A few things to note about this patch:

 - Space bsize should still be updated before WAL write, when the space
   becomes visible. So now we set it in space_vtab::prepare_alter and
   reset it in drop_primary_key, along with memtx_space::replace.

 - Before this patch, space_vtab::drop_primary_key was not called on
   space truncation, because DropIndex::alter only called it if the
   primary key was absent in the new space, which isn't true in case of
   space truncation. So this patch fixed this check: now we check the id
   of the dropped index directly, and call drop_primary_key if it's 0.

 - To discriminate between primary index rebuild and space truncation in
   space_vtab::commit_alter and make the right decision about whether we
   need to delete tuples stored in the space or not, we use a version
   counter attached to memtx_space.
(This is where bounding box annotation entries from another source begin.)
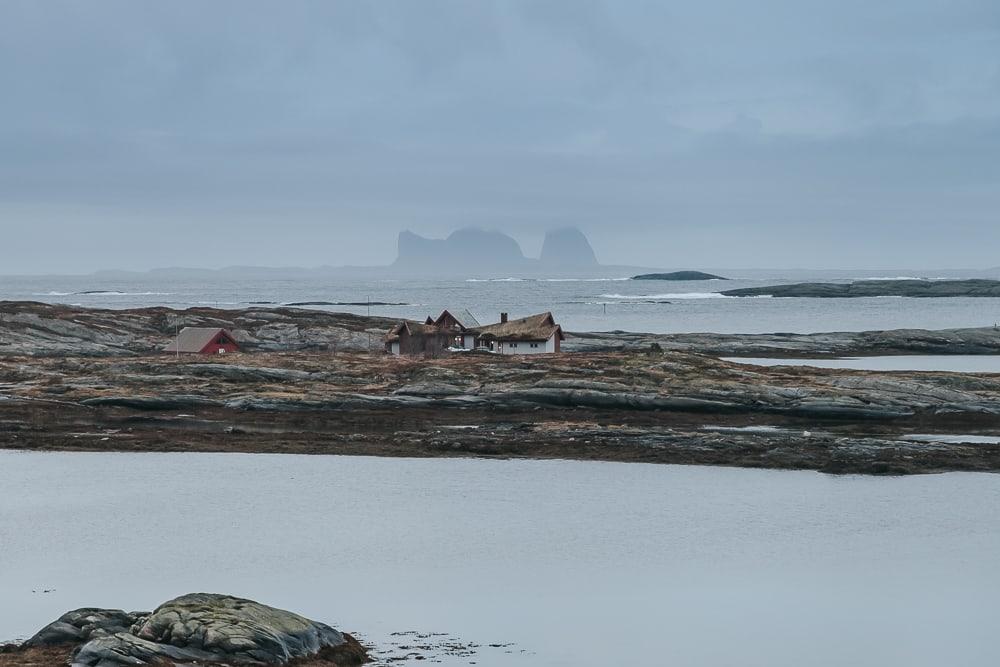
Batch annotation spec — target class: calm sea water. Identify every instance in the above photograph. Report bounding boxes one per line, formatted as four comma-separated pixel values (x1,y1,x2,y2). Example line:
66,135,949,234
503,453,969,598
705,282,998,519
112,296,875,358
0,275,1000,333
0,451,1000,667
723,354,1000,373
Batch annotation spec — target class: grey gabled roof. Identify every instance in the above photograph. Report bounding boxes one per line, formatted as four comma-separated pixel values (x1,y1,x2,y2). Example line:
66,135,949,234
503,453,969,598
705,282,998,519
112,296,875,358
163,327,236,352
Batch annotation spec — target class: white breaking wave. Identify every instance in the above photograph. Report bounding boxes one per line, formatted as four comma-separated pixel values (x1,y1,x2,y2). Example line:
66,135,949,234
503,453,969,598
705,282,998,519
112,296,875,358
539,278,631,283
599,292,738,301
74,290,173,296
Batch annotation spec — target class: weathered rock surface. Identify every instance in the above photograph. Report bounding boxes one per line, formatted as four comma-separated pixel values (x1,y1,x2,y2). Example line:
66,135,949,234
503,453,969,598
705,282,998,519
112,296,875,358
17,593,366,667
0,302,1000,362
722,279,1000,299
0,350,1000,474
632,271,729,280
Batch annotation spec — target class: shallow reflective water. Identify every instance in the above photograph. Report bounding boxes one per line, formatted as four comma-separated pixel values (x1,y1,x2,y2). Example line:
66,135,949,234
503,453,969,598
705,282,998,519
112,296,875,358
723,354,1000,373
0,451,1000,667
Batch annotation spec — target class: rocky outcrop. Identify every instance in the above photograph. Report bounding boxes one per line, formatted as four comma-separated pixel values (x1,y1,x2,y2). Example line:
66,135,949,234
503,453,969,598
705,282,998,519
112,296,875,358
632,271,729,280
722,279,1000,299
562,327,1000,357
14,593,367,667
540,227,597,268
393,228,529,275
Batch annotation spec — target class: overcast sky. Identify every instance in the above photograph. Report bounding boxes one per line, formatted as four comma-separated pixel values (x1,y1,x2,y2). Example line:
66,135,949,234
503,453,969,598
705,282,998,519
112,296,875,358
0,0,1000,274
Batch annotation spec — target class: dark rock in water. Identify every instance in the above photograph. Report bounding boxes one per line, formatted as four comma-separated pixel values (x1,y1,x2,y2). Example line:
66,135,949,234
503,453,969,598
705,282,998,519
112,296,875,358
722,279,1000,299
21,593,367,667
541,227,597,268
632,271,729,280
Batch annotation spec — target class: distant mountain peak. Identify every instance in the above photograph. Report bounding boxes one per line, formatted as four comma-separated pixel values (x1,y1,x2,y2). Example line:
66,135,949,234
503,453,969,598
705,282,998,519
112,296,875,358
541,227,598,266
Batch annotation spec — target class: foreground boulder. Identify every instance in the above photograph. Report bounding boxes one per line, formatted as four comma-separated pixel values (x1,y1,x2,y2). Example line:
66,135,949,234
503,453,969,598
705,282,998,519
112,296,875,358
7,593,368,667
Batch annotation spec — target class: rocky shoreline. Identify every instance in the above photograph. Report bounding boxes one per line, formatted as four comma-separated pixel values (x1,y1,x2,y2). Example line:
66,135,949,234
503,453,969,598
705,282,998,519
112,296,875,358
0,304,1000,474
722,278,1000,299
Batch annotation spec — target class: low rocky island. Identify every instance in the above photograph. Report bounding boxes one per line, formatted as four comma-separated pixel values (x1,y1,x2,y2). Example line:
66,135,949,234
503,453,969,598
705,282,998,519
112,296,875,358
722,279,1000,299
0,593,369,667
632,271,729,281
0,304,1000,474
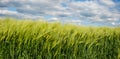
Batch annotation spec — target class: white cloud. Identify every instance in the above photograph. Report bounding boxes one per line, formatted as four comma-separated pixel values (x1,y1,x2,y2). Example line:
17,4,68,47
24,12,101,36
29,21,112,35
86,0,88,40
0,0,120,25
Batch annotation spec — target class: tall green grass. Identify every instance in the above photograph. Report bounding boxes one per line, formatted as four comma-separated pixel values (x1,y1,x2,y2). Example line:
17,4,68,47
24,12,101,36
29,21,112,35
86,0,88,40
0,19,120,59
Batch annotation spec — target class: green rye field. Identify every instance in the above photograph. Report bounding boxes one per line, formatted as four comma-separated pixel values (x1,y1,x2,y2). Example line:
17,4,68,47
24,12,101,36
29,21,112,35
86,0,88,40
0,18,120,59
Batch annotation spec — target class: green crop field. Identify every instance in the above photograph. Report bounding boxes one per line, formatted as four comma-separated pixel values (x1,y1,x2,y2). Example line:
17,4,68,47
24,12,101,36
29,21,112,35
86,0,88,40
0,19,120,59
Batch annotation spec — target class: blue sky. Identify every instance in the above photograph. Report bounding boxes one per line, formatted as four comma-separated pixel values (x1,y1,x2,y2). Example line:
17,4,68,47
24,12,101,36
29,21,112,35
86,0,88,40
0,0,120,26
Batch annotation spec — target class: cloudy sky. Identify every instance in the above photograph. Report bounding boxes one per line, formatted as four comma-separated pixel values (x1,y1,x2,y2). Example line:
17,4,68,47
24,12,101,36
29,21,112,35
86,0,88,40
0,0,120,26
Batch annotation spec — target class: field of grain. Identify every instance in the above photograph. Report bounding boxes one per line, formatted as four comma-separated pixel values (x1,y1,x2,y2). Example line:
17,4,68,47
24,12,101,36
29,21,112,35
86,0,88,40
0,19,120,59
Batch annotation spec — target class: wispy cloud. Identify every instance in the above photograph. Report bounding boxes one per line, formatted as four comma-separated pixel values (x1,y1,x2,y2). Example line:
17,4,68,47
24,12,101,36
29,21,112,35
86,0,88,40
0,0,120,26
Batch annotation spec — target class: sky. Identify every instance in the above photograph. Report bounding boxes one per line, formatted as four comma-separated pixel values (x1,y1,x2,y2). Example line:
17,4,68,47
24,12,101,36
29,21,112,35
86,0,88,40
0,0,120,26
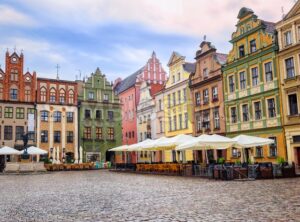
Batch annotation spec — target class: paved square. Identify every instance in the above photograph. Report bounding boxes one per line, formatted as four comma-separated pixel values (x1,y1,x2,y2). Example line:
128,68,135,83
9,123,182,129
0,170,300,222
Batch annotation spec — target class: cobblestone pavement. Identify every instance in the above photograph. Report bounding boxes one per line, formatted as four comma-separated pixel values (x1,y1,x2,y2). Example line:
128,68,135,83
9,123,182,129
0,170,300,222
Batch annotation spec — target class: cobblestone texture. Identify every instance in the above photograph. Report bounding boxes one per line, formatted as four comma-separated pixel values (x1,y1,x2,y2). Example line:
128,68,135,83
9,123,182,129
0,170,300,222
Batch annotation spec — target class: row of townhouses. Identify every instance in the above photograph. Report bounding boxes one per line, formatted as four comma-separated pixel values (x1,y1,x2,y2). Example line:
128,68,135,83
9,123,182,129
114,1,300,164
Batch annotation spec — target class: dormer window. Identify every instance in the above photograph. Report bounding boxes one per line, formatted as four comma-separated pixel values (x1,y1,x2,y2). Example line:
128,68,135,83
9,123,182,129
284,31,293,46
239,45,245,58
250,39,256,53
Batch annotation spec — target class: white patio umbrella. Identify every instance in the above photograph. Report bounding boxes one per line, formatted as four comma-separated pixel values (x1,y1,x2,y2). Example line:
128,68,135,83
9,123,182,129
0,146,21,155
232,135,274,161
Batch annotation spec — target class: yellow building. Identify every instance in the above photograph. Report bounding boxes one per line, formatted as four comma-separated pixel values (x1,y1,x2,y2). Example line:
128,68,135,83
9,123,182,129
276,1,300,166
163,52,195,162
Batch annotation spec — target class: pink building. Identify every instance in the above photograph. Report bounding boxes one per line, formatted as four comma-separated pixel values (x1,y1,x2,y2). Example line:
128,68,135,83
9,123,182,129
114,52,167,160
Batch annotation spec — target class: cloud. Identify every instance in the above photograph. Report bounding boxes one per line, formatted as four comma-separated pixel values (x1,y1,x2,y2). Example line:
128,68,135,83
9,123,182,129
0,5,38,27
14,0,294,37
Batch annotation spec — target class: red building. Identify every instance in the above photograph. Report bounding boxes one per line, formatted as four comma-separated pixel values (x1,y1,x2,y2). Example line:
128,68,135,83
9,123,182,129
114,52,167,145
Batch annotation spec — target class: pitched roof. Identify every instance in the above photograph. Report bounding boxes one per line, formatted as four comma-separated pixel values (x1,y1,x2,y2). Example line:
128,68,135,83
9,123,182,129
183,62,196,72
115,66,145,94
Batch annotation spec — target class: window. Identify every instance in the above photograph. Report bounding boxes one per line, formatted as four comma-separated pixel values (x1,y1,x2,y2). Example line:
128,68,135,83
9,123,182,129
67,131,74,143
41,130,48,143
203,68,208,79
53,131,60,143
195,92,201,106
4,126,13,140
256,146,263,158
254,101,261,120
50,88,56,103
267,98,276,118
107,127,115,140
69,90,74,104
212,86,218,102
10,89,18,100
4,107,14,118
184,113,189,129
265,62,273,82
84,109,91,119
59,89,66,103
158,99,162,111
285,57,295,79
177,90,181,104
173,93,176,106
179,114,182,129
88,92,94,100
83,127,92,140
242,104,249,122
177,72,180,81
25,88,31,102
103,94,109,102
203,89,209,104
239,45,245,58
183,88,187,102
230,107,237,123
96,127,103,140
173,116,177,130
203,109,210,129
10,69,18,81
96,110,102,119
16,107,25,119
16,126,24,140
250,39,256,53
107,111,114,121
228,76,235,93
53,111,61,122
231,148,238,158
251,67,259,86
284,31,293,46
41,110,48,122
67,112,74,123
288,94,298,116
40,87,47,102
240,72,246,90
269,137,277,157
213,108,220,129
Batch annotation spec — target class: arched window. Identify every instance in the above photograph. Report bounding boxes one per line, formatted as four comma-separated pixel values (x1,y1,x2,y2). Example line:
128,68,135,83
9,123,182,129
59,89,66,103
25,86,31,102
9,86,18,100
40,87,47,102
69,89,74,104
50,88,56,103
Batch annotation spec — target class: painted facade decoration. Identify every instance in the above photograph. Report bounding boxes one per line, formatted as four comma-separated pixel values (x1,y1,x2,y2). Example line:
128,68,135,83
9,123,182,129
223,8,286,162
276,1,300,166
77,68,122,162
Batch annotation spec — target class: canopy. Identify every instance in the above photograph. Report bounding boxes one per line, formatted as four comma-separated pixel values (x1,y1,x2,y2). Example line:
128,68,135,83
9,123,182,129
0,146,21,155
21,146,48,155
176,134,235,150
232,135,274,148
108,145,129,152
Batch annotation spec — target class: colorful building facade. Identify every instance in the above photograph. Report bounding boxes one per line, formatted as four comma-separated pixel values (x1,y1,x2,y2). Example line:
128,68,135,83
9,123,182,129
189,41,227,162
36,78,78,163
276,1,300,166
223,8,286,162
0,51,36,150
163,52,195,162
77,68,122,162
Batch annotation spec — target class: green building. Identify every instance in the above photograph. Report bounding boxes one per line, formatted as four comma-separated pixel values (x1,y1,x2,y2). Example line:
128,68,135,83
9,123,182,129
223,8,286,162
78,68,122,162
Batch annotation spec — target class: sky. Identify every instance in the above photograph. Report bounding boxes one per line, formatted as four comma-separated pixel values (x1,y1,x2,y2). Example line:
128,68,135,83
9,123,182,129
0,0,295,81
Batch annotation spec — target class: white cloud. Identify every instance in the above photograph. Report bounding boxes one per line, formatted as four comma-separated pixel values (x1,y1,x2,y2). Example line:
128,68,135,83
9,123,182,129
0,5,38,27
14,0,294,37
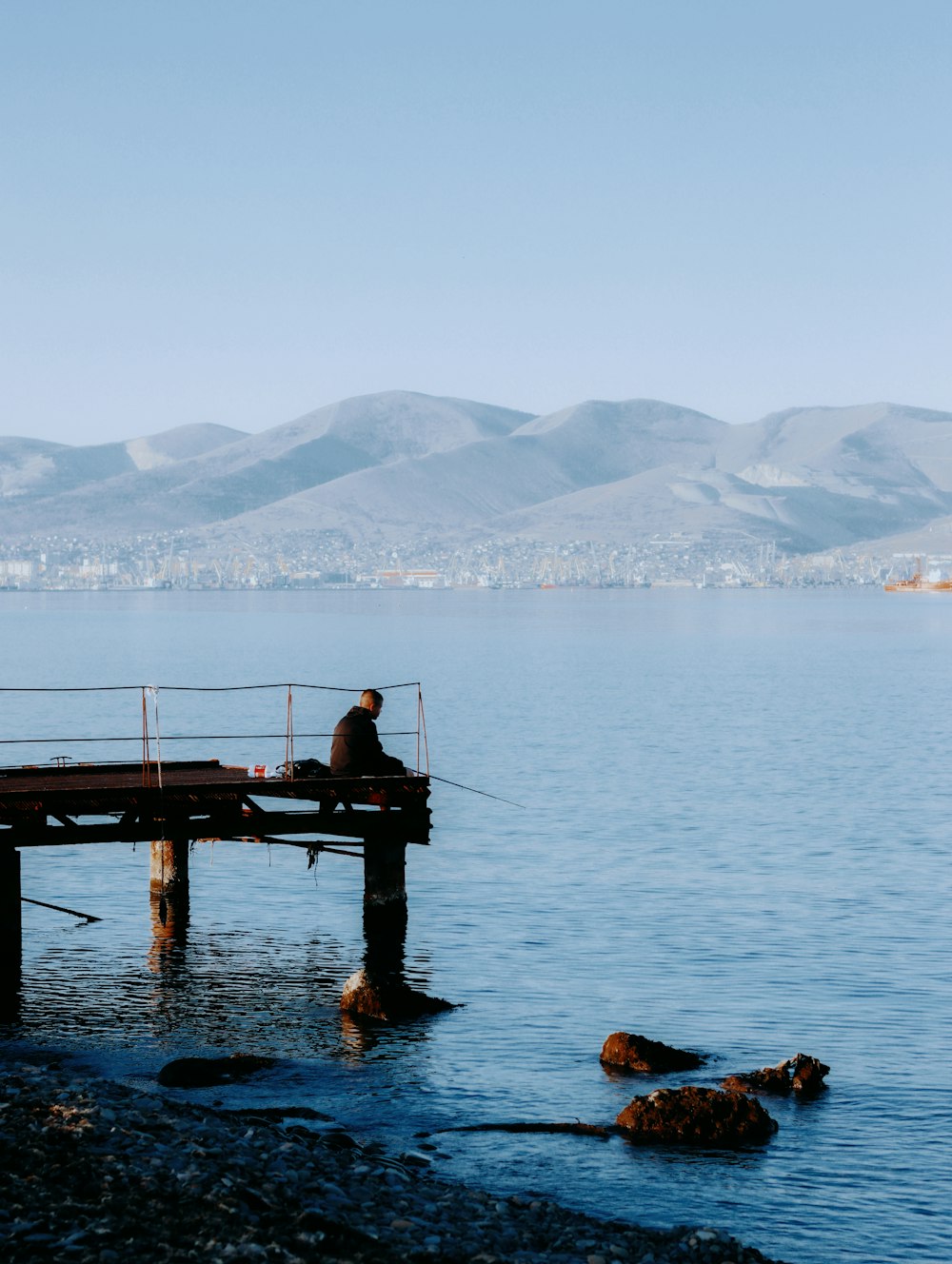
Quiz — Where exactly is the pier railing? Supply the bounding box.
[0,681,430,778]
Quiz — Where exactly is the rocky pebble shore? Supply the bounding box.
[0,1058,788,1264]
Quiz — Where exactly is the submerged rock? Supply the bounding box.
[158,1053,274,1088]
[721,1062,793,1097]
[599,1032,704,1072]
[721,1053,829,1098]
[790,1053,829,1097]
[340,970,454,1022]
[616,1087,776,1149]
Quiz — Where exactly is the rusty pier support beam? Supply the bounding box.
[0,844,23,990]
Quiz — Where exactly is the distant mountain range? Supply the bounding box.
[0,390,952,552]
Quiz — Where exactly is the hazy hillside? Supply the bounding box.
[0,390,952,551]
[0,390,529,535]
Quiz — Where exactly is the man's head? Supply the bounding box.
[360,689,383,720]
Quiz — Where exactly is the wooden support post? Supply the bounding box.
[149,838,188,900]
[364,840,407,911]
[0,843,23,988]
[149,838,188,950]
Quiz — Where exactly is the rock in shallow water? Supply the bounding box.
[616,1087,776,1149]
[721,1053,829,1098]
[340,970,454,1022]
[158,1053,274,1088]
[599,1032,704,1072]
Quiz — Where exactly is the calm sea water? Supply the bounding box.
[0,590,952,1264]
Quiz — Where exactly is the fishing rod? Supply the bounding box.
[416,768,527,810]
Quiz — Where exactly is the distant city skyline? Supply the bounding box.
[0,0,952,444]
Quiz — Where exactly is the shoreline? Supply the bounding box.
[0,1051,780,1264]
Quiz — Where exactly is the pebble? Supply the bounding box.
[0,1051,788,1264]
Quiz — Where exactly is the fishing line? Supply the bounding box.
[416,768,528,810]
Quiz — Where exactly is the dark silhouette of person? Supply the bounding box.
[330,689,407,778]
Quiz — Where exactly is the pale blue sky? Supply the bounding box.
[0,0,952,443]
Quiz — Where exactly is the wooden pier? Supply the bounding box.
[0,760,430,978]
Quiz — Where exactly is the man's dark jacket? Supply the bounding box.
[330,706,406,778]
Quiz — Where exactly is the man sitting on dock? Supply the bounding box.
[330,689,407,778]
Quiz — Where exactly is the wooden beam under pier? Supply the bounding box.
[0,760,430,847]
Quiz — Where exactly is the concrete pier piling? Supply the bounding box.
[364,841,407,911]
[149,838,188,908]
[0,844,22,987]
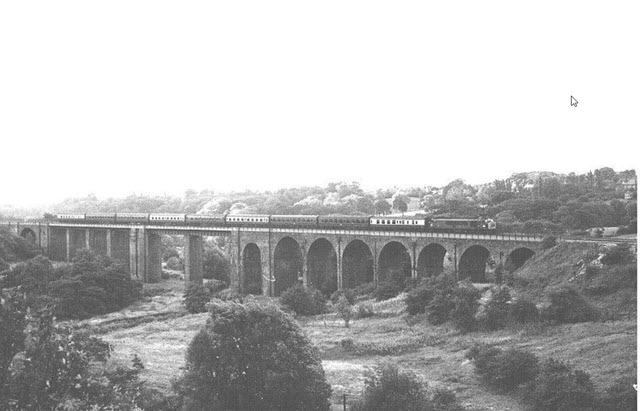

The counter is bumped every time the
   primary index is dropped, so if it differs between the old and new
   spaces in commit_alter, it was either primary index drop or space
   truncation and hence we need to purge the space.

Closes #3289
---
 src/box/alter.cc         | 23 +++--------------
 src/box/memtx_space.c    | 16 +++++-------
 src/box/memtx_space.h    |  6 +++++
 test/box/errinj.result   | 66 ++++++++++++++++++++++++++++++++++++++++++++++++
 test/box/errinj.test.lua | 18 +++++++++++++
 5 files changed, 101 insertions(+), 28 deletions(-)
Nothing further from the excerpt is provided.